I had lunch today with the Rector of a nearby church. We see eye-to-eye on many issues having to do with how to do ministry in our various contexts and find it mutually rewarding to share with each other. I know people that don't know how to have these kinds of conversations, and that makes me sad for them. How can you learn if you can't listen? Not that I'm always such a great listener, but at least I try.
I've been trying to understand some of the things that made the conference so exhilarating for me. It's not just that I learned some new techniques or listened to some interesting ideas. I think that what really, really turned me on was playing with God. My own spiritual temperament has always been keen on holy play, but somewhere in my training for ministry I learned that you're not supposed to be that way when you are leading worship. It's serious, life or death business that requires concentration and intentionality and focus. This sort of liturgical theology is closely tied, IMHO, with notions of worship-as-sacrifice. I know priests that say that the primary value of the saying the Office is that it is a sacrifice of time. They feel good about the fact that there are million things that they would rather be doing. That it be prayer is besides the point in this theology.

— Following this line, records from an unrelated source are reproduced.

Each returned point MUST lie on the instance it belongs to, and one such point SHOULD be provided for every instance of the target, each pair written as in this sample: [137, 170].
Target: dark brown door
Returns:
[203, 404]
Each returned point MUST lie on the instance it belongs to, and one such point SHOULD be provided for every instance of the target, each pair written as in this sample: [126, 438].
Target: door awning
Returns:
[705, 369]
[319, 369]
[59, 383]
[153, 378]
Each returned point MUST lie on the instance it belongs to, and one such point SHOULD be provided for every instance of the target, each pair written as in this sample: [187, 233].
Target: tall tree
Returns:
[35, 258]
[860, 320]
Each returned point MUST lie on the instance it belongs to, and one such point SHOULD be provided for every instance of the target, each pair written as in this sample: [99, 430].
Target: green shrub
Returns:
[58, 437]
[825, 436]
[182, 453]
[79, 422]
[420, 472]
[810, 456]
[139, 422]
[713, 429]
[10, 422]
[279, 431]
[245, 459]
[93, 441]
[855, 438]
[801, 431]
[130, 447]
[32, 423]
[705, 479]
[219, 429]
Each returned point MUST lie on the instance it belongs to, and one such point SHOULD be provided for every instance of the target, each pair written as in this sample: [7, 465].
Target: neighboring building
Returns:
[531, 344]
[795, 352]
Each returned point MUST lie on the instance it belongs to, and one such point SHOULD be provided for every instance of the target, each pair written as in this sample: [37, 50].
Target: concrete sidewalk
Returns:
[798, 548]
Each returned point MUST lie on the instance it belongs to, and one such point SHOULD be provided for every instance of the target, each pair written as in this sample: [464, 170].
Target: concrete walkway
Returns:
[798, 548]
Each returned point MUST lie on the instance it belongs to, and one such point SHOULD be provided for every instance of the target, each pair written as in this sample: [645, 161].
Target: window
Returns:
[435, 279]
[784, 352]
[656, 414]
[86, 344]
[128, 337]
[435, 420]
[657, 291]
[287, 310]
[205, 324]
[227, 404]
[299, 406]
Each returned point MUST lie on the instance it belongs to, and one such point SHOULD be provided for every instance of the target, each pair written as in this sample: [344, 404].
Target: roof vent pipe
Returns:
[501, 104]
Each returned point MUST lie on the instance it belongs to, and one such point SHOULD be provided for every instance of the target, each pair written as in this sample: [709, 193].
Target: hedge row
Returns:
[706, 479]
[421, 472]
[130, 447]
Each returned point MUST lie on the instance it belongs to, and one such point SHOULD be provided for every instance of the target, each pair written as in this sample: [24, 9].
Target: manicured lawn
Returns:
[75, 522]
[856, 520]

So lately I've been breaking that open by exploring play in my private devotional life. That is, I've been praying the Office in a manner that plays with God. I'm just messing around as I experiment with singing or by sitting in a different place or burning incense or whatever else might come to mind. The point here is that I am giving myself permission to be expressive. What could be more "correct" than that?
I'm not saying everyone should pray crazy--I'm just saying it's working for me this week!